Wszystkie te przywileje miałyby obowiązywać nie tylko samego funkcjonariusza, ale także jego współmałżonka i dzieci, a w niektórych przypadkach, np. w sytuacji śmierci na służbie, miały być utrzymane na stałe. Projekt KRM był próbą ujednolicenia i rozszerzenia istniejących, często fragmentarycznych, form wsparcia. Uprawnieni do korzystania z niej mają być:
- żołnierze (z wyjątkiem wojskowych w trakcie kształcenia),
- rezerwiści,
- terytorialsi,
- policjanci,
- strażacy,
- strażnicy graniczni
- funkcjonariusze SOP.
Projekt budzi duże kontrowersje, na jego temat trwa gorąca dyskusja w opinii publicznej. Stanowiska zajmują zarówno zwolennicy jak i przeciwnicy. Jak argumentują swoje zdanie?

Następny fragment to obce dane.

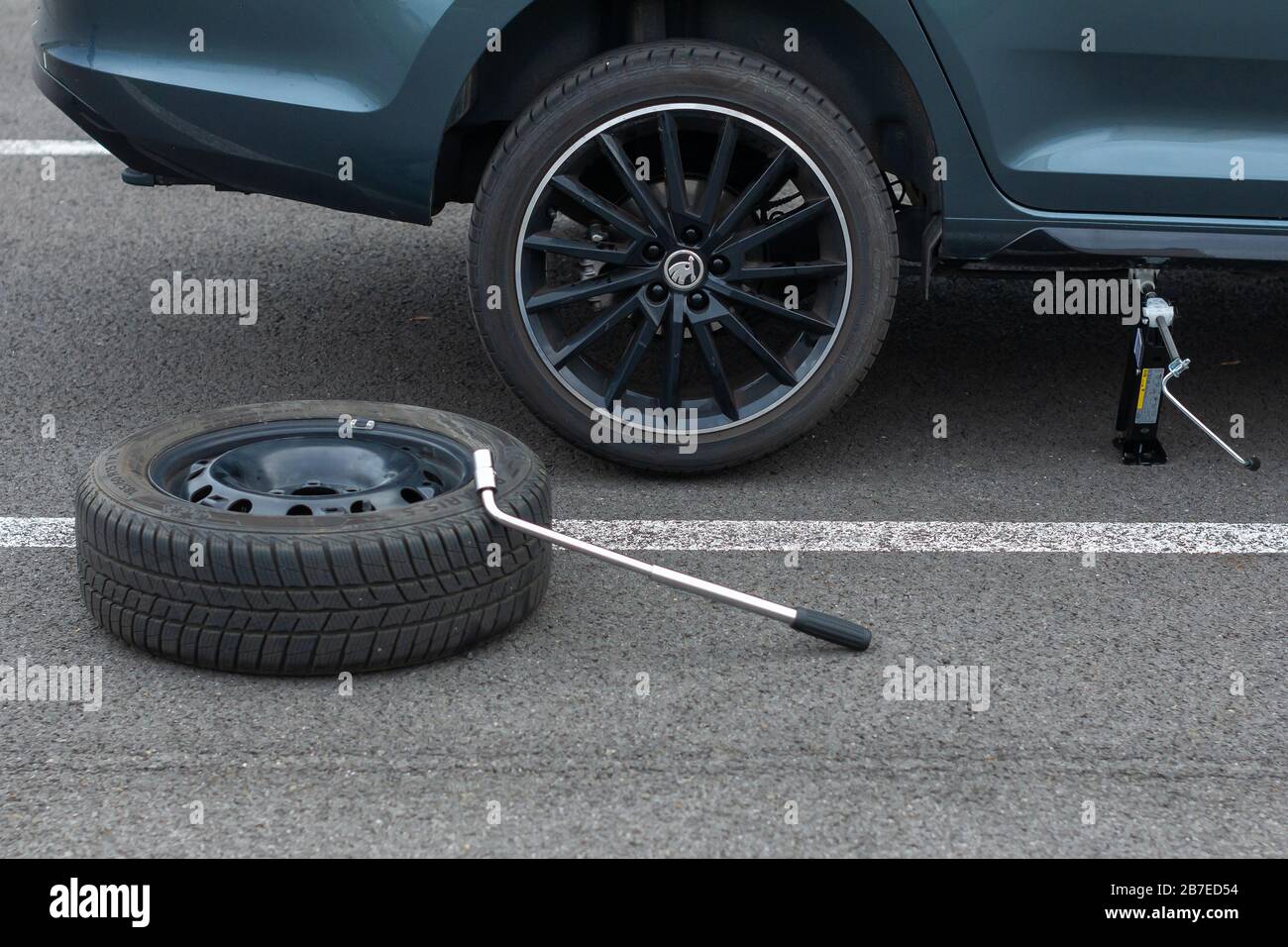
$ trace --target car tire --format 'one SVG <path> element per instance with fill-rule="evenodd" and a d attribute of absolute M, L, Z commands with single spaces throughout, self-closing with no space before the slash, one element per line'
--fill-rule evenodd
<path fill-rule="evenodd" d="M 649 140 L 652 133 L 648 126 L 653 113 L 658 116 L 659 129 L 656 146 Z M 687 129 L 685 122 L 693 128 Z M 726 162 L 720 178 L 716 158 L 721 153 L 724 129 L 730 122 L 737 125 L 733 135 L 735 144 L 730 148 L 734 158 Z M 672 137 L 666 139 L 667 134 Z M 631 135 L 635 135 L 635 157 L 622 144 L 631 140 Z M 617 182 L 596 164 L 612 164 L 614 160 L 605 137 L 618 140 L 626 160 L 636 167 L 641 166 L 641 157 L 648 157 L 650 149 L 654 164 L 666 166 L 659 175 L 649 173 L 643 195 L 631 189 L 625 175 L 620 175 Z M 676 166 L 683 165 L 683 170 L 674 175 L 676 182 L 684 180 L 684 196 L 676 204 L 671 202 L 667 180 L 671 175 L 666 174 L 668 140 L 676 142 L 672 152 L 680 155 Z M 601 152 L 599 156 L 595 153 L 596 144 Z M 797 242 L 793 247 L 800 247 L 801 253 L 818 253 L 818 263 L 809 264 L 818 272 L 833 267 L 827 276 L 814 277 L 817 282 L 810 296 L 815 307 L 831 308 L 831 312 L 809 312 L 809 316 L 819 316 L 824 325 L 833 329 L 826 338 L 815 339 L 808 331 L 814 331 L 818 322 L 808 331 L 799 330 L 795 322 L 762 322 L 756 331 L 786 331 L 779 349 L 768 343 L 761 345 L 772 349 L 774 358 L 770 359 L 744 343 L 744 332 L 735 335 L 732 331 L 746 329 L 746 325 L 724 325 L 724 320 L 711 318 L 710 309 L 706 316 L 689 309 L 697 305 L 698 295 L 705 305 L 710 305 L 710 295 L 717 304 L 728 303 L 724 311 L 732 313 L 729 318 L 743 323 L 756 318 L 781 321 L 784 314 L 782 308 L 786 307 L 769 314 L 772 309 L 760 304 L 750 307 L 737 301 L 748 299 L 748 290 L 752 289 L 756 290 L 752 295 L 757 303 L 777 301 L 777 295 L 760 294 L 764 283 L 752 286 L 734 280 L 734 276 L 764 280 L 766 277 L 759 274 L 766 271 L 746 260 L 735 269 L 728 269 L 730 276 L 726 280 L 719 278 L 715 271 L 717 264 L 730 265 L 716 253 L 720 241 L 725 241 L 724 246 L 737 244 L 726 231 L 720 231 L 720 216 L 732 215 L 742 206 L 741 198 L 753 189 L 759 180 L 755 177 L 757 153 L 762 151 L 764 161 L 772 164 L 779 147 L 790 149 L 790 174 L 795 175 L 787 179 L 782 191 L 795 187 L 801 200 L 799 209 L 810 213 L 814 213 L 810 209 L 813 204 L 829 202 L 819 211 L 822 216 L 817 223 L 809 222 L 819 232 L 800 231 L 795 237 L 806 242 Z M 737 148 L 744 151 L 738 152 Z M 737 171 L 741 167 L 737 162 L 746 165 L 741 189 L 734 186 L 734 173 L 729 170 L 733 166 Z M 618 166 L 625 165 L 618 160 Z M 598 189 L 586 184 L 589 179 L 598 182 Z M 569 184 L 569 180 L 573 183 Z M 711 188 L 716 195 L 710 202 L 712 213 L 699 220 L 701 211 L 708 207 L 703 188 L 712 180 L 720 180 L 724 187 Z M 589 189 L 590 196 L 576 196 L 578 186 Z M 676 187 L 675 193 L 680 192 L 681 188 Z M 650 195 L 663 205 L 661 218 L 645 211 Z M 817 200 L 811 195 L 817 195 Z M 596 198 L 599 204 L 595 204 Z M 612 206 L 605 207 L 604 201 Z M 770 196 L 764 196 L 764 204 L 750 205 L 753 211 L 741 218 L 742 229 L 737 233 L 748 232 L 747 228 L 764 231 L 778 220 L 769 202 Z M 607 222 L 596 216 L 601 210 L 611 215 Z M 786 216 L 786 213 L 779 216 Z M 589 236 L 574 237 L 573 242 L 564 240 L 558 253 L 546 249 L 555 245 L 551 234 L 555 234 L 556 227 L 565 224 L 564 216 L 568 227 L 585 225 Z M 657 316 L 650 307 L 650 301 L 657 299 L 647 295 L 654 292 L 656 286 L 630 283 L 635 278 L 634 268 L 639 267 L 643 273 L 657 264 L 656 256 L 645 260 L 643 254 L 656 254 L 658 247 L 650 246 L 649 241 L 657 242 L 657 234 L 665 233 L 661 249 L 666 254 L 662 263 L 667 267 L 667 283 L 662 289 L 672 295 L 679 292 L 670 283 L 670 274 L 676 273 L 681 280 L 692 276 L 684 267 L 683 254 L 675 256 L 687 246 L 683 234 L 688 234 L 690 228 L 683 224 L 689 220 L 697 224 L 692 228 L 697 240 L 710 241 L 705 249 L 694 247 L 699 250 L 696 254 L 698 260 L 689 268 L 701 268 L 705 262 L 705 282 L 698 289 L 708 289 L 710 294 L 684 289 L 683 301 L 677 304 L 684 314 L 667 316 L 663 312 Z M 550 229 L 541 231 L 547 222 Z M 638 225 L 640 223 L 643 228 Z M 823 227 L 831 229 L 823 231 Z M 630 260 L 630 265 L 622 263 L 617 267 L 613 260 L 578 260 L 576 254 L 581 253 L 580 247 L 587 245 L 586 240 L 594 242 L 596 237 L 607 241 L 596 245 L 596 253 L 604 255 L 603 247 L 607 246 L 616 254 L 613 260 Z M 773 240 L 782 241 L 786 236 Z M 845 259 L 838 260 L 836 258 L 841 251 L 835 247 L 842 241 Z M 764 242 L 752 253 L 773 259 L 769 256 L 770 246 L 772 241 Z M 824 246 L 833 250 L 823 253 L 819 247 Z M 629 250 L 623 251 L 623 247 Z M 573 282 L 568 283 L 573 292 L 582 289 L 577 286 L 577 278 L 599 281 L 595 287 L 608 285 L 601 276 L 605 272 L 609 280 L 614 278 L 613 273 L 623 273 L 626 280 L 622 285 L 630 283 L 623 290 L 607 292 L 598 301 L 590 300 L 598 308 L 587 311 L 580 327 L 574 320 L 567 325 L 558 320 L 577 316 L 569 316 L 568 311 L 585 308 L 585 300 L 558 304 L 558 320 L 547 318 L 545 311 L 533 312 L 537 304 L 546 305 L 554 298 L 549 295 L 551 289 L 541 281 L 551 278 L 549 274 L 567 263 L 565 256 L 572 258 L 576 265 L 589 264 L 586 272 L 594 273 L 591 277 L 585 273 L 573 277 Z M 679 269 L 670 268 L 672 260 L 681 264 Z M 844 286 L 835 269 L 838 262 L 846 267 Z M 657 265 L 662 272 L 662 264 Z M 800 437 L 837 408 L 863 379 L 885 338 L 898 287 L 898 265 L 894 211 L 882 173 L 848 119 L 818 89 L 772 62 L 729 46 L 674 40 L 629 46 L 599 57 L 553 85 L 524 110 L 492 155 L 478 189 L 470 225 L 469 272 L 475 323 L 493 365 L 509 387 L 533 414 L 583 450 L 632 466 L 665 472 L 711 470 L 759 457 Z M 804 278 L 808 281 L 810 277 Z M 657 282 L 662 280 L 658 277 Z M 554 291 L 560 290 L 554 282 L 551 286 Z M 777 286 L 774 292 L 781 290 L 786 299 L 783 286 Z M 726 295 L 720 296 L 719 292 Z M 632 294 L 638 300 L 632 301 Z M 595 354 L 591 349 L 578 349 L 573 367 L 560 363 L 560 358 L 568 357 L 568 349 L 586 344 L 585 334 L 594 335 L 590 325 L 600 317 L 607 318 L 620 303 L 635 305 L 636 311 L 595 336 L 590 345 L 601 345 L 601 352 Z M 668 304 L 658 305 L 665 309 Z M 658 323 L 656 341 L 648 338 L 650 327 L 644 325 L 647 318 Z M 674 325 L 683 325 L 683 330 L 672 329 Z M 711 331 L 707 332 L 703 325 Z M 720 334 L 720 330 L 725 331 Z M 672 331 L 676 339 L 674 347 Z M 800 335 L 793 335 L 797 331 Z M 699 339 L 699 334 L 706 338 Z M 810 348 L 811 344 L 814 348 Z M 668 347 L 666 354 L 658 357 L 662 367 L 648 368 L 654 375 L 659 374 L 661 380 L 640 381 L 638 390 L 631 387 L 635 381 L 623 388 L 618 380 L 622 371 L 638 371 L 622 367 L 636 345 L 647 349 L 638 361 L 641 366 L 648 366 L 654 358 L 648 353 L 656 347 Z M 620 361 L 618 352 L 626 353 Z M 672 352 L 674 374 L 667 368 Z M 752 352 L 755 354 L 748 354 Z M 744 388 L 734 384 L 743 383 L 729 370 L 730 357 L 750 363 Z M 702 375 L 703 370 L 706 375 Z M 688 380 L 681 378 L 685 371 L 689 372 L 685 376 Z M 721 371 L 725 374 L 723 381 Z M 757 376 L 757 371 L 764 376 Z M 765 381 L 769 375 L 773 378 Z M 705 378 L 710 381 L 710 396 L 703 392 Z M 778 389 L 772 388 L 775 383 L 781 387 L 777 394 Z M 609 399 L 611 394 L 623 390 L 625 397 Z M 668 407 L 684 407 L 692 412 L 687 441 L 680 437 L 684 430 L 677 428 L 679 421 L 671 430 L 665 429 L 662 423 L 652 426 L 647 423 L 632 424 L 640 412 L 647 417 L 648 406 L 654 403 L 663 414 Z M 634 416 L 630 415 L 632 406 L 636 410 Z"/>
<path fill-rule="evenodd" d="M 341 415 L 363 419 L 348 438 Z M 549 544 L 484 513 L 479 448 L 492 451 L 501 508 L 549 524 L 532 451 L 444 411 L 296 401 L 160 424 L 100 454 L 80 484 L 85 606 L 128 644 L 228 671 L 336 674 L 456 653 L 522 621 L 549 577 Z M 309 464 L 328 475 L 301 473 Z M 283 491 L 273 477 L 312 486 Z"/>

Karta Rodziny Mundurowej budzi duże kontrowersje
Projekt Karty Rodziny Mundurowej, pomimo słusznych intencji, wzbudził w Polsce szeroką, a nierzadko ostrą, debatę publiczną. Krytycy wskazywali na fundamentalną kwestię równości wobec prawa i dostępu do podstawowych usług publicznych. Argumentowano, że przyznawanie priorytetowego dostępu do lekarzy czy miejsc w przedszkolach jednej grupie zawodowej, nawet zasłużonej, odbywa się kosztem reszty społeczeństwa, która stoi w standardowych kolejkach.

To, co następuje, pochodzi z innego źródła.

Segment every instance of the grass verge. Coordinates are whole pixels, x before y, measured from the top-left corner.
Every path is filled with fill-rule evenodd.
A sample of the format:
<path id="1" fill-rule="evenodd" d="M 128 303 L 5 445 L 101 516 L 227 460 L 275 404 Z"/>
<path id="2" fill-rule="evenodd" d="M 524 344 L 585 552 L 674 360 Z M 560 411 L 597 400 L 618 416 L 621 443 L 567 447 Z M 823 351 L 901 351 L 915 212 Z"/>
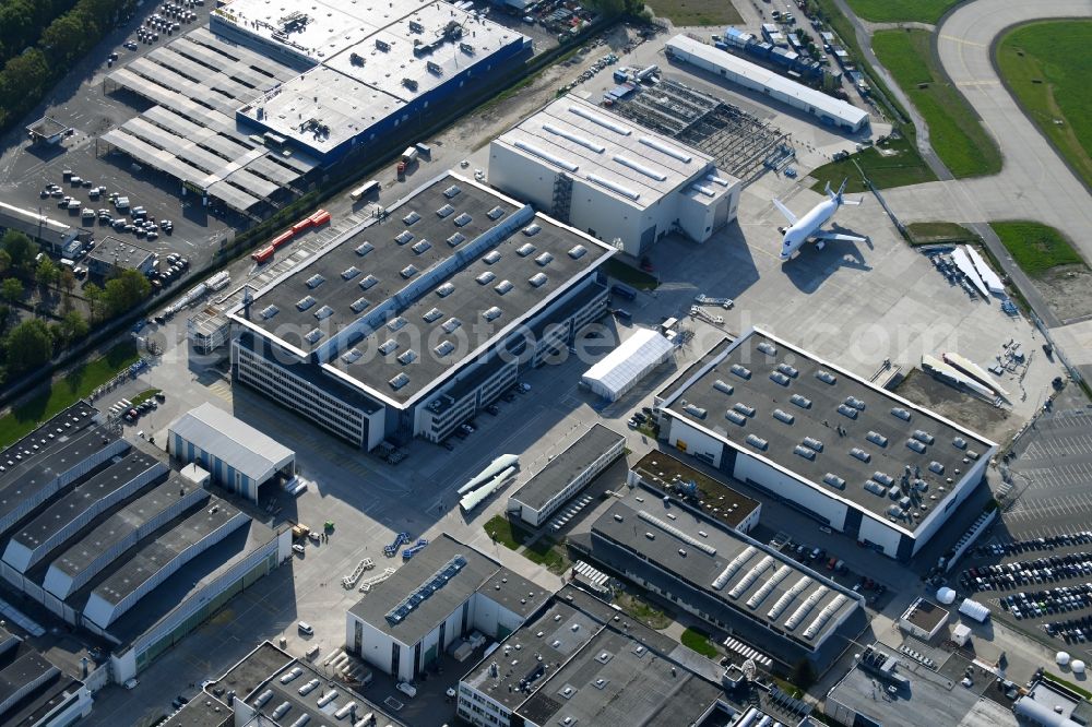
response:
<path id="1" fill-rule="evenodd" d="M 977 235 L 956 223 L 911 223 L 906 225 L 911 245 L 936 245 L 937 242 L 977 242 Z"/>
<path id="2" fill-rule="evenodd" d="M 715 659 L 719 655 L 716 646 L 713 646 L 712 642 L 709 641 L 709 636 L 698 629 L 687 629 L 682 632 L 682 637 L 679 641 L 682 642 L 684 646 L 711 659 Z"/>
<path id="3" fill-rule="evenodd" d="M 617 591 L 614 603 L 622 611 L 629 613 L 650 629 L 662 631 L 672 624 L 673 619 L 669 613 L 656 608 L 636 594 Z"/>
<path id="4" fill-rule="evenodd" d="M 617 258 L 612 258 L 606 262 L 606 273 L 620 283 L 642 290 L 654 290 L 660 285 L 655 276 L 649 275 L 643 270 L 638 270 L 632 265 L 627 265 Z"/>
<path id="5" fill-rule="evenodd" d="M 1047 21 L 1017 27 L 994 48 L 994 61 L 1024 112 L 1092 189 L 1092 21 Z"/>
<path id="6" fill-rule="evenodd" d="M 857 17 L 873 23 L 936 24 L 960 0 L 846 0 Z"/>
<path id="7" fill-rule="evenodd" d="M 25 437 L 38 424 L 87 396 L 139 358 L 136 346 L 128 342 L 118 344 L 102 358 L 79 366 L 41 393 L 12 407 L 11 413 L 0 418 L 0 446 Z"/>
<path id="8" fill-rule="evenodd" d="M 959 178 L 997 174 L 1001 152 L 933 55 L 927 31 L 879 31 L 873 50 L 929 126 L 937 156 Z"/>
<path id="9" fill-rule="evenodd" d="M 1061 233 L 1036 222 L 989 223 L 1005 249 L 1032 277 L 1045 275 L 1059 265 L 1082 265 L 1078 254 Z"/>
<path id="10" fill-rule="evenodd" d="M 843 179 L 848 179 L 845 186 L 846 192 L 867 192 L 868 187 L 854 166 L 854 160 L 877 189 L 919 184 L 937 179 L 929 165 L 917 153 L 913 142 L 904 138 L 887 139 L 881 144 L 869 146 L 847 159 L 830 162 L 814 169 L 810 176 L 817 181 L 811 189 L 822 192 L 827 182 L 838 189 Z"/>
<path id="11" fill-rule="evenodd" d="M 737 25 L 744 22 L 731 2 L 724 0 L 650 0 L 656 17 L 666 17 L 676 26 Z"/>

Wielu komentatorów zastanawiało się, czy tworzenie "kasty" uprzywilejowanych nie podważy zaufania publicznego do instytucji państwowych. Z drugiej strony, zwolennicy Karty podkreślali, że specyfika służby mundurowej — wiążąca się z ryzykiem utraty życia, gotowością do poświęceń oraz brakiem możliwości odmowy służby w weekendy czy święta — wymaga wyjątkowego wynagrodzenia i wsparcia. Tłumaczono, że benefity nie są nagrodą, lecz formą rekompensaty za ograniczenia życia prywatnego, na które zmuszone są rodziny. Warto też zwrócić uwagę, że Karta miała być silnym narzędziem rekrutacyjnym w obliczu problemów z naborem do armii czy policji.

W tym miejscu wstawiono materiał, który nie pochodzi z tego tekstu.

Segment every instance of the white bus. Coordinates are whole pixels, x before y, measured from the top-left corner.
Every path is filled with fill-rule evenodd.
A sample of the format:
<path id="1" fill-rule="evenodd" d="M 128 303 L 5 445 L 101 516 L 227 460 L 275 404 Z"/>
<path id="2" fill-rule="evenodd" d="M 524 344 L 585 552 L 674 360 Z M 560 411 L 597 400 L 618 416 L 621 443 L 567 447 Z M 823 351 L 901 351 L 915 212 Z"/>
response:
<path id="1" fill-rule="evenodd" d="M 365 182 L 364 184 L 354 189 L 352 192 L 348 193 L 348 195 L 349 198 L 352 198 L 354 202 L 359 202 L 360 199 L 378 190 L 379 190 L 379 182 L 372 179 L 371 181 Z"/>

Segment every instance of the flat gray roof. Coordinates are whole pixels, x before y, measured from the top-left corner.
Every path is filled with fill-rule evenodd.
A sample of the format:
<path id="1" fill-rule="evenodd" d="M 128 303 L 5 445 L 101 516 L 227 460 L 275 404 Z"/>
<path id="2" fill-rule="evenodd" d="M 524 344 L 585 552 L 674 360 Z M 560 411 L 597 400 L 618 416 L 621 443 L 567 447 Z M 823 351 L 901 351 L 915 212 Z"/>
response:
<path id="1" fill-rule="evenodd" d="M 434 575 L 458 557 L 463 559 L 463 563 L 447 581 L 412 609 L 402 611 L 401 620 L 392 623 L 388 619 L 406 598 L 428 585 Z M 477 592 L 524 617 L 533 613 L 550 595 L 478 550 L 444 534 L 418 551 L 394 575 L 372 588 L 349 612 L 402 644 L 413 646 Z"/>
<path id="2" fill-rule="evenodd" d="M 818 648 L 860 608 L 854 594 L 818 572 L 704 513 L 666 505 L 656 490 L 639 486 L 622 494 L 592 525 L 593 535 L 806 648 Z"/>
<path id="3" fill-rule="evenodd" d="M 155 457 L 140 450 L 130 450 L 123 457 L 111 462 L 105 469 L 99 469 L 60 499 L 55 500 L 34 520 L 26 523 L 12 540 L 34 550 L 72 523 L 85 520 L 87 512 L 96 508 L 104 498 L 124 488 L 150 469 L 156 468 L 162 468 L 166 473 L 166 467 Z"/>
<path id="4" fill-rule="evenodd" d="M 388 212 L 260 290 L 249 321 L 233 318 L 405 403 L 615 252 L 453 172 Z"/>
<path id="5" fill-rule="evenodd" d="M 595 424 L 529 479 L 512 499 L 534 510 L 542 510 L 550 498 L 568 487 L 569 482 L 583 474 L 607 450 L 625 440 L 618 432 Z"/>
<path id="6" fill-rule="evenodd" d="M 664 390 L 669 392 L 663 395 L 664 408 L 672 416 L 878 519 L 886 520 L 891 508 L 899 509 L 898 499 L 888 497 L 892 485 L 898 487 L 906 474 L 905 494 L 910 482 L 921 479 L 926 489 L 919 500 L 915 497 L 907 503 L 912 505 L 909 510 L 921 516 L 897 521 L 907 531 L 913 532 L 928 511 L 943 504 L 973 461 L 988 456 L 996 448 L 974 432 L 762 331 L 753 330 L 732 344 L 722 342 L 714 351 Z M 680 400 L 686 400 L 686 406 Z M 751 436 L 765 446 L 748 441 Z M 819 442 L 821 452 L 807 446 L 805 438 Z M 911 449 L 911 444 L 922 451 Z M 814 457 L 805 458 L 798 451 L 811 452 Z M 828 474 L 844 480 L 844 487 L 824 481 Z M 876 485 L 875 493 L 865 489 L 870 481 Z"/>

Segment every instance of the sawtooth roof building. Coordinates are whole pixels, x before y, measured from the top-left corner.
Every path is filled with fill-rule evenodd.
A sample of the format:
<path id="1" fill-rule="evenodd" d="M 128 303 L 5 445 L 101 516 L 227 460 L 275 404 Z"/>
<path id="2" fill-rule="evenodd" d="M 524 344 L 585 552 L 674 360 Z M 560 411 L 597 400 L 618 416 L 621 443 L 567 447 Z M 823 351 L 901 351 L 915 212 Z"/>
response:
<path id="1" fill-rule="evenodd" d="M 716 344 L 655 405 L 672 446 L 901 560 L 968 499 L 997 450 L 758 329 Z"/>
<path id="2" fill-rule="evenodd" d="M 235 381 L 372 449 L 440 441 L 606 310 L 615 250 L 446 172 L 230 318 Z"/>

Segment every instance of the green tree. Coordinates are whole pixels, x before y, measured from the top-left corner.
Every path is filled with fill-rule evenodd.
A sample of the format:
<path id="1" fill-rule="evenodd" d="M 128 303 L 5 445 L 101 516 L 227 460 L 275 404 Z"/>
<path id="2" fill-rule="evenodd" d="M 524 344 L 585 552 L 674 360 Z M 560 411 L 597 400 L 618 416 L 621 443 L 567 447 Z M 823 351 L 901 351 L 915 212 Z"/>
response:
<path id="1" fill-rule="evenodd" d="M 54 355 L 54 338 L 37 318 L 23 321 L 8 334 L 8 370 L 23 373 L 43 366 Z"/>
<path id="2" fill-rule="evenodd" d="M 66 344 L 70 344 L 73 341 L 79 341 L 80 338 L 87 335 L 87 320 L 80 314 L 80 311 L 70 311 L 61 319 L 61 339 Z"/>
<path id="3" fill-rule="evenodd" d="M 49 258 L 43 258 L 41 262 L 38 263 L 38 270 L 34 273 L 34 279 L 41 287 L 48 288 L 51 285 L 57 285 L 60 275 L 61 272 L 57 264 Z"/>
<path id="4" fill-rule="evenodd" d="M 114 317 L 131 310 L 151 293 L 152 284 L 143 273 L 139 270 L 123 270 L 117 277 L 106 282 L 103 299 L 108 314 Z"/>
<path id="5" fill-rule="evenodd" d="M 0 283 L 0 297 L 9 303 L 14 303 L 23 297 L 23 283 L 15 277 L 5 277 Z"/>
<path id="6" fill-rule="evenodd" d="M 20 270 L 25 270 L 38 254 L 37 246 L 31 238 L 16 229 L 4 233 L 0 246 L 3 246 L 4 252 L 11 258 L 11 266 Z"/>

Pakiety socjalne dla rodzin są na całym świecie uznawane za skuteczny sposób na podniesienie atrakcyjności zawodu, pomagając utrzymać wysoko wykwalifikowanych pracowników. Ostatecznie, pomysł Karty Rodziny Mundurowej, mimo burzliwej dyskusji, nie został w pełni wdrożony w kształcie pierwotnego projektu, choć niektóre z proponowanych elementów, takie jak pierwszeństwo dzieci w przedszkolach, były później przedmiotem innych, bardziej fragmentarycznych, regulacji prawnych.
Sam fakt, że projekt wywołał tak silne emocje, ukazuje dylemat, przed którym stoi każde państwo: jak docenić i wesprzeć tych, którzy stoją na straży bezpieczeństwa, nie naruszając przy tym fundamentalnej zasady równości wszystkich obywateli.